そして魔術刻印のある箱を開け、中の鎧が綺麗にしまわれている事を確認し、蓋を閉じた。
「さて。まだ早い……が」
ベッドの横に立て掛けてある剣を箱の上に乗せると、部屋の灯りを吹き消し、キュリアは部屋を後にする。
一階の食堂へと降りて行った。
すると厨房の方から、優しい父親が娘に語りかける様な声がした。
「おや、クレアさん。今日は早いですね」
声の主は、宿主だった。夫婦二人、宿主自らが厨房での仕込みも行っている。
「すみません。何だか目が覚めてしまって」
キュリアがそう答えた。クレアという偽名で宿へ泊まっていたのだ。
今度は女将さんの方が話しかけてきた。
「えっと、パンはまだ焼けていないので、昨日のになってしまいます。

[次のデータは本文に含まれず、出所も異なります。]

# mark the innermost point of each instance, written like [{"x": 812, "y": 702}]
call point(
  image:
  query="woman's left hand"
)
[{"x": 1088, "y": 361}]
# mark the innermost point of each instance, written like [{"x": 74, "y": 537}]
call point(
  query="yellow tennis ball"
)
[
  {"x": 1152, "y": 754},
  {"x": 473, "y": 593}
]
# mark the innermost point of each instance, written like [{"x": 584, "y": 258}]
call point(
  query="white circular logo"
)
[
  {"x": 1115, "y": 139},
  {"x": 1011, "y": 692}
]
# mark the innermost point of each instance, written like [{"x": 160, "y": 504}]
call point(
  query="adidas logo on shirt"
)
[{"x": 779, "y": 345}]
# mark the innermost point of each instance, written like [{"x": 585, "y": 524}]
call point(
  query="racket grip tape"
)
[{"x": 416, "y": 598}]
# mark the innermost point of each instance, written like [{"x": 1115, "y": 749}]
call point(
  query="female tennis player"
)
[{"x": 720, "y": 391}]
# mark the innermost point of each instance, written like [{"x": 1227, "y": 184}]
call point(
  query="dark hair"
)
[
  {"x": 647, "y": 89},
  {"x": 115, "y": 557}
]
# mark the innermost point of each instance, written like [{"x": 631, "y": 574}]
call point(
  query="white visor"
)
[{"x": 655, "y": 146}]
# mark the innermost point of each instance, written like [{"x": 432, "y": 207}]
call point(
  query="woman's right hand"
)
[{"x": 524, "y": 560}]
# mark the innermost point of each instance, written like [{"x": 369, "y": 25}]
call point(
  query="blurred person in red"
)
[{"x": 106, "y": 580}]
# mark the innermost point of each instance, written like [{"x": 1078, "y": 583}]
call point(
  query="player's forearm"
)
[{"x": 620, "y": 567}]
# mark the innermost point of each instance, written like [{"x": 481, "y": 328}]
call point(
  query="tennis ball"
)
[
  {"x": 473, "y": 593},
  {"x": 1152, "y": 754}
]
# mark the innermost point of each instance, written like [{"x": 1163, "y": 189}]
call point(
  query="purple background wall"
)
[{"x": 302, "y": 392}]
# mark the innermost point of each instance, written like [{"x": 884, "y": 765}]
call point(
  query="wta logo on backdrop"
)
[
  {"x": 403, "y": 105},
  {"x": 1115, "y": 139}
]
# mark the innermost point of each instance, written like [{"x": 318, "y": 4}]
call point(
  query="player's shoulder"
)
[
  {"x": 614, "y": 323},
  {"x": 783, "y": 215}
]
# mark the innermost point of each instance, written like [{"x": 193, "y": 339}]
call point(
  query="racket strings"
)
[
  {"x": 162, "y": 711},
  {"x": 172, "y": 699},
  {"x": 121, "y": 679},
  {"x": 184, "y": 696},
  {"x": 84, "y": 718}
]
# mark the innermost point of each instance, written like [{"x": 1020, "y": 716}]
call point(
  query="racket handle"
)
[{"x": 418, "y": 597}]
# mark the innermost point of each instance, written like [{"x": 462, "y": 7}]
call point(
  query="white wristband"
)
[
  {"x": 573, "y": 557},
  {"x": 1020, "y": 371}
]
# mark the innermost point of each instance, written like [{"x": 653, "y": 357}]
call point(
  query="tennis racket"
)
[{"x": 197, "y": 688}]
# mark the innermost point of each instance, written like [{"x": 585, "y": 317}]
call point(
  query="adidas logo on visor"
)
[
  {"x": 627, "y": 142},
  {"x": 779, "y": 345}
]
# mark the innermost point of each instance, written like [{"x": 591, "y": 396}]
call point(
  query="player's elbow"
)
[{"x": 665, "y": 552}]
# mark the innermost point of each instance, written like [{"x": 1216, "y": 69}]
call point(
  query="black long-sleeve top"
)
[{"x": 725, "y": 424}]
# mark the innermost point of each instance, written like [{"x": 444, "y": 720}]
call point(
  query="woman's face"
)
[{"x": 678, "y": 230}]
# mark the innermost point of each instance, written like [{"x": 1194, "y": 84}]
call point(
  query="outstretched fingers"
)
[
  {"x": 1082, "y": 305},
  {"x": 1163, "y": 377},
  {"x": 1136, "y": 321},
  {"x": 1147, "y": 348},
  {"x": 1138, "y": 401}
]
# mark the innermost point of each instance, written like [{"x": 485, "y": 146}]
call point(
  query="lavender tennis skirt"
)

豆との煮込んだスープなら出来上がっていますよ。いつもより早いですが、召し上がりになります?」
「そうですね。ではお願いします」
キュリアは堅くなっているパンをスープに浸す事なく、細かくちぎり食べた。
軽い食事を終えたキュリアは、部屋の鍵を預け宿を後にする。
足元まで伸びるスカートは、日の光を浴び淡い緑の色を現す。
首元に巻き付けられたスカーフは、コントラスト(=明暗差)となり濃淡が生まれる。
ここ数日の日課となっている教会での拝謁へとキュリアは向かう。
キュリアには為すべき事があった。
聖女イリーナたちと合流し、聖女を護る。
それはルイダとの約束でもある。
さらには魔王軍の動きを探り、もし可能であれば討伐をもする気でいたのだ。
暫く歩き教会の前まで来ると、キュリアは首に巻いていたスカーフで頭を覆い、髪の毛を隠した。

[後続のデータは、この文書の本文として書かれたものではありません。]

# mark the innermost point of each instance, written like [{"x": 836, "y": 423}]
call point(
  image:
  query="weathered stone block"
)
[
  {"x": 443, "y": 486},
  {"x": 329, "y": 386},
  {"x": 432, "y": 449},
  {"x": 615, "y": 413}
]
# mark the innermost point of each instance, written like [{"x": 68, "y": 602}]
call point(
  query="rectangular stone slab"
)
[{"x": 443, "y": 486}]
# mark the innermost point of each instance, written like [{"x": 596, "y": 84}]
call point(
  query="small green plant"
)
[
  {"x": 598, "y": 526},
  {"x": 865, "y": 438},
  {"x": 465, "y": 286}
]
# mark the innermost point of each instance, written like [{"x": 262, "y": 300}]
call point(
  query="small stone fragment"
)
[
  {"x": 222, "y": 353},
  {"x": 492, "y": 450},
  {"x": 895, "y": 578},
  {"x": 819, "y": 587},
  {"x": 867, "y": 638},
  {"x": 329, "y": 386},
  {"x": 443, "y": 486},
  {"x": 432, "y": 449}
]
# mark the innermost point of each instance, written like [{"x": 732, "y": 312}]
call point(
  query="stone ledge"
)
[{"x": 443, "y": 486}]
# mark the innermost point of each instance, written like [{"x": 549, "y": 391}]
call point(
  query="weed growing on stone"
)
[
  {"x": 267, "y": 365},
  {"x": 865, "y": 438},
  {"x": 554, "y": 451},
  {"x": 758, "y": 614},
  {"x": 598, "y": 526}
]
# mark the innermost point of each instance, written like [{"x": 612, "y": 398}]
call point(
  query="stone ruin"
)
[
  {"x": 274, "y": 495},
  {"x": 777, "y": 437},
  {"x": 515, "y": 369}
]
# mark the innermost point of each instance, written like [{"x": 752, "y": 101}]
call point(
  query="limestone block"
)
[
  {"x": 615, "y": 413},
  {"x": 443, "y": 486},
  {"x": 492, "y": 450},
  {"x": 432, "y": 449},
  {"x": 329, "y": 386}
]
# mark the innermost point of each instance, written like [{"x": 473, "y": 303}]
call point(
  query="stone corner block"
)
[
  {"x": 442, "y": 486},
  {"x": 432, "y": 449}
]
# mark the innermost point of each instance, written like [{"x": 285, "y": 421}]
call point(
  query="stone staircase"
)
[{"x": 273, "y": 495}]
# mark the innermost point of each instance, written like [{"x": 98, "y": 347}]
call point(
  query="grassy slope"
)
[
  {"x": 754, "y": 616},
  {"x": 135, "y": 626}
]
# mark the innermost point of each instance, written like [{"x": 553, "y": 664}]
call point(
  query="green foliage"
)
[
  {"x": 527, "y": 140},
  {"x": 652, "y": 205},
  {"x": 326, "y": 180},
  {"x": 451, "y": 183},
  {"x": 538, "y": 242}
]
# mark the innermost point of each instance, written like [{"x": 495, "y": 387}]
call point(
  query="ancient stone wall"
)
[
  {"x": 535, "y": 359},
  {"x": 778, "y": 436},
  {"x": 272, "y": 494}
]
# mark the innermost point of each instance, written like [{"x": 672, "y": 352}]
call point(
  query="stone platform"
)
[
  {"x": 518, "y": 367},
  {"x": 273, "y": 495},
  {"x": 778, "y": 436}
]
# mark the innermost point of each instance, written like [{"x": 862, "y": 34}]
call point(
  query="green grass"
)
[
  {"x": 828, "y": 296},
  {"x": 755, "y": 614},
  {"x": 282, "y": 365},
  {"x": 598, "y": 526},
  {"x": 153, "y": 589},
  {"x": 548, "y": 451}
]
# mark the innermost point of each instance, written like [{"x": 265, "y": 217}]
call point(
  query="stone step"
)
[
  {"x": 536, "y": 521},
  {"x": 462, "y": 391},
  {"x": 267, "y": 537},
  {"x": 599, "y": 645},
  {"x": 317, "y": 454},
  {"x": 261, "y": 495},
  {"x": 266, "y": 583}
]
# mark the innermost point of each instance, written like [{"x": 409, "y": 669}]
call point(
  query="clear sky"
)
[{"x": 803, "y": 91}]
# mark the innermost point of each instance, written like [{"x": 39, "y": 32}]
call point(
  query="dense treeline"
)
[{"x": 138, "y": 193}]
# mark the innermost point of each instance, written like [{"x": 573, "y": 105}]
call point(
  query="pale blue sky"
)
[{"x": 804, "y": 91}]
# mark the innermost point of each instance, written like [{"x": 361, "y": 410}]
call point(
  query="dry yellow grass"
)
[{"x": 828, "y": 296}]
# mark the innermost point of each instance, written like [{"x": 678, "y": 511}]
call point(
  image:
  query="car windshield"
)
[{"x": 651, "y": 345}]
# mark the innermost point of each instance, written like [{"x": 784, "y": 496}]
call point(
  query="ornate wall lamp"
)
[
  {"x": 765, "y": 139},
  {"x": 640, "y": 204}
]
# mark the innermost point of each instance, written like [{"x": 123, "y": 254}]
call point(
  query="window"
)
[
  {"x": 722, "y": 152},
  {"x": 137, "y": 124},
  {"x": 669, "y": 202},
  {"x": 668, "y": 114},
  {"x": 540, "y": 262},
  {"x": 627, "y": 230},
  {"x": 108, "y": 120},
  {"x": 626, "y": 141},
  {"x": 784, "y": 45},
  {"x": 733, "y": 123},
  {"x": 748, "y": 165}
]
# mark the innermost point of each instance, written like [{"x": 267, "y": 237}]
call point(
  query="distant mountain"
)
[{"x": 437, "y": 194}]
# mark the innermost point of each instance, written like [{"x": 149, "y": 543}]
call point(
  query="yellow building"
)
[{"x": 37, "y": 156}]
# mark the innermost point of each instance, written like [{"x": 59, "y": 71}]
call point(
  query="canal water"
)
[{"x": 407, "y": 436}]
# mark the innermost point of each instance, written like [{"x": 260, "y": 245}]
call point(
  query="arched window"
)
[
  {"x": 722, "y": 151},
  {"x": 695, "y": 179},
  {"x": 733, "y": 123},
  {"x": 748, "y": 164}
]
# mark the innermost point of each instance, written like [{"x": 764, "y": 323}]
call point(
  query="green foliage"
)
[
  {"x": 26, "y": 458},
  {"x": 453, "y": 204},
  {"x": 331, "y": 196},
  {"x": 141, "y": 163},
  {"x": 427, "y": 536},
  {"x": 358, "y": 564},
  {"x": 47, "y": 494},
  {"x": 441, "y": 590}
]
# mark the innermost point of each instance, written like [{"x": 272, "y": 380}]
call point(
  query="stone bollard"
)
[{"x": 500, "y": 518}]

教会の門は丁度、修道女により開けられていたところだった。
「おはようございます」
キュリアは修道女に声を掛ける。
「おはようございます。今日はキュリアさん、早いのですね」
「早すぎて、ご迷惑だったでしょうか?」
「大丈夫ですよ」
そう言うと修道女は微笑みを浮かべる。
「司祭ハルモニアお母様は、大聖堂ではなく、礼拝堂におられますよ」
キュリアは教会では偽名を使いたくないと思い、本名を名乗っていた。
聞かれたら答えるつもりでいたが、八英雄である事には未だ気付かれていない様だ。
見た目が華奢に見えるからなのかもしれない。
キュリアの身体は、氷に閉ざされたあの頃より変わっていないのだ。
半分が霊体と化した事以外には。